I usually work for the press in Toulouse, in order to recount in images the events taking place in the city. Then, from one day to the next, everything stopped. No more activity in the streets, no more work for me, it was the unknown that started. To give a more optimistic vision of the deserted streets, I chose to add life to them with colourful silhouettes of people, waiting for life to come back.
Amour-en-cage, Mai 2020
Hélène Halatcheff


Amour-en-cage, May, 2020

While walking in Pigalle, I stopped in front of this fine hotel door “sewn together” by a large chain. This vision concentrated all that I was feeling at that moment: the stopping of possibilities, journeys, encounters, exchanges. On the door, Madame and Monsieur have to content themselves with a chaste look, while above them, carefree children dance.
Bienvenue en 2020 !, Mai 2020
Bluenn Layolle


Bienvenue en 2020 !, May, 2020

I chose this photograph, taken very spontaneously in a supermarket during lockdown because for me it embodies the absurdity of the messages we now receive every day.
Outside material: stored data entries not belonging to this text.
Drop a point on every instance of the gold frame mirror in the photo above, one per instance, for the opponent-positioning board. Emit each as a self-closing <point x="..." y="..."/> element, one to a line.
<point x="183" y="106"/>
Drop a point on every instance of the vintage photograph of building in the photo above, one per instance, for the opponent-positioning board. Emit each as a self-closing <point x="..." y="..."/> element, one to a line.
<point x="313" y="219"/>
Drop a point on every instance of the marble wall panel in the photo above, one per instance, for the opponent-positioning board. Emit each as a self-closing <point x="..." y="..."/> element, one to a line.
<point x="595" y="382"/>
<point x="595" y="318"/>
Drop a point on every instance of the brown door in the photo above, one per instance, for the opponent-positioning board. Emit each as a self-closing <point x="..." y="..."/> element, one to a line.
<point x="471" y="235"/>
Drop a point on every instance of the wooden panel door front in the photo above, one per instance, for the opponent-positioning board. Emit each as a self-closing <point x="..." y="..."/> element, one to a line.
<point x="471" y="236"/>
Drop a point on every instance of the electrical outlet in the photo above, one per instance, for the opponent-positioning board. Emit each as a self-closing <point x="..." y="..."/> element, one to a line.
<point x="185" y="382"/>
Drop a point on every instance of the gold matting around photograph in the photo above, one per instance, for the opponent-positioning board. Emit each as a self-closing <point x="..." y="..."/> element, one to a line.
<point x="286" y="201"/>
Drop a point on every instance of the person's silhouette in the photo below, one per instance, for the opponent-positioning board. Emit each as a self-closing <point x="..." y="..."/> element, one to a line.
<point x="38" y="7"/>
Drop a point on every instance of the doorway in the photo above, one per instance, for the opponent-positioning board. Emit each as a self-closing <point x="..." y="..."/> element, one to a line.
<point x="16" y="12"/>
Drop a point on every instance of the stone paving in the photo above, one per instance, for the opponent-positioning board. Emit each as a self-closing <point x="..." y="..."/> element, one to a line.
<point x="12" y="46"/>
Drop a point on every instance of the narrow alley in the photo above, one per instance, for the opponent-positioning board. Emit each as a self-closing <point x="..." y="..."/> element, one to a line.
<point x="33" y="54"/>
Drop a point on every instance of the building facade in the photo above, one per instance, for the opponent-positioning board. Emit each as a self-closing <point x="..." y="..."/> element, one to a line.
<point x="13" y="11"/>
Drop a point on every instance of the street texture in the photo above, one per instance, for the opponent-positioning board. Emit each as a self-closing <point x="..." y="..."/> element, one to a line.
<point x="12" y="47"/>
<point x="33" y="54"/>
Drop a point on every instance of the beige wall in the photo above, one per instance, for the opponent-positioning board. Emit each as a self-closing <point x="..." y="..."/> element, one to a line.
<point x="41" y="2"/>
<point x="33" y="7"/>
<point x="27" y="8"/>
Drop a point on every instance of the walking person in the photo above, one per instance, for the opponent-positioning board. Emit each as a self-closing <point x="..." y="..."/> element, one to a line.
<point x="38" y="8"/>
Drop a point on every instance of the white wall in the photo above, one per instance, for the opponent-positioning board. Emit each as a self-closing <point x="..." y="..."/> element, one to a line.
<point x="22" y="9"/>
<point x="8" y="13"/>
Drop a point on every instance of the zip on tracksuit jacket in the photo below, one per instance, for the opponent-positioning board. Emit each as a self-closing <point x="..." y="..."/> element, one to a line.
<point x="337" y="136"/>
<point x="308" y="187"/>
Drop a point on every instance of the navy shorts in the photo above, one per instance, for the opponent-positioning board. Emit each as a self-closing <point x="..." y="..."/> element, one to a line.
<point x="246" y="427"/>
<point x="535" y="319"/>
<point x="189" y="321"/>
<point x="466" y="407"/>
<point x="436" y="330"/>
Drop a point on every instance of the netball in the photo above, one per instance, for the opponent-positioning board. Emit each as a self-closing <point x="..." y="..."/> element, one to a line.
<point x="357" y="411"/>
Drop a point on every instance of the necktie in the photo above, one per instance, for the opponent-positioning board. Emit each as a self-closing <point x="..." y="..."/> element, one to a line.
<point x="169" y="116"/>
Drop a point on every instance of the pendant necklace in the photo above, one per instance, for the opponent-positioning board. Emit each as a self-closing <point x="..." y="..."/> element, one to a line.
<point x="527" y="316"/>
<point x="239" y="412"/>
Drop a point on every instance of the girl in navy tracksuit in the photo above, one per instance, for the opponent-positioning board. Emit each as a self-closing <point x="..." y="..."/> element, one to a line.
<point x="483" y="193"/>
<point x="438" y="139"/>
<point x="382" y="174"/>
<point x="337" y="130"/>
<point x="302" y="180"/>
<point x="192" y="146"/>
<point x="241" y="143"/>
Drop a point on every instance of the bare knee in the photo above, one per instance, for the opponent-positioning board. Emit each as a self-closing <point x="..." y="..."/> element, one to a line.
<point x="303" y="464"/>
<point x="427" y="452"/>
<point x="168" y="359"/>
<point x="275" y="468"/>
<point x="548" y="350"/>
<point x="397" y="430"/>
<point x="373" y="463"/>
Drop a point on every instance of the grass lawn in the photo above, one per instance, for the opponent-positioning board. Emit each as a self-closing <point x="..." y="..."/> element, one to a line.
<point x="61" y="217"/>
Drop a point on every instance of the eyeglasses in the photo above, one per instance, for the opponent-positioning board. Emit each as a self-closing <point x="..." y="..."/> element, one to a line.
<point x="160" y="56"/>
I am convinced that such a phrase
(“Please keep your distances”) has a real impact on our psychology, despite the polite phrasing.
Ici, un paradis, Mai 2020
Jennifer Orhelys

Jennifer ORHELYS

Ici, un paradis, May, 2020

During lockdown, I was in the country. To support my nearest and dearest who did not have the opportunity to have nature, I sent them my images as a form of resistance, or even resilience.
Day-0, 2020
Estelle Magnin, photo : Justine Arnal

Estelle MAGNIN

Day-0, 2020

This photograph was taken from my studio in Paris during the lockdown in 2020. It is part of a series, Home Theatre, begun in 2018. This project traces my implication in the outside and inside world. It is about the strength of the union of real life and dreams, and of the fine line between the two. Quarantine noticeably shrunk it.
Le Louvre désert, Mai 2020
Fevronia Novac, photo : Marie Le Fol-Novac

Fevronia NOVAC

Le Louvre désert, May, 2020

This photo of the deserted Louvre must have been taken by many people, like me, who strolled to the Louvre, at the end of lockdown. While, during this distressing period, we experienced time like long Sundays, the Louvre courtyard must have experienced its lockdown like Tuesdays. At the same time, millions of people visited the museum online.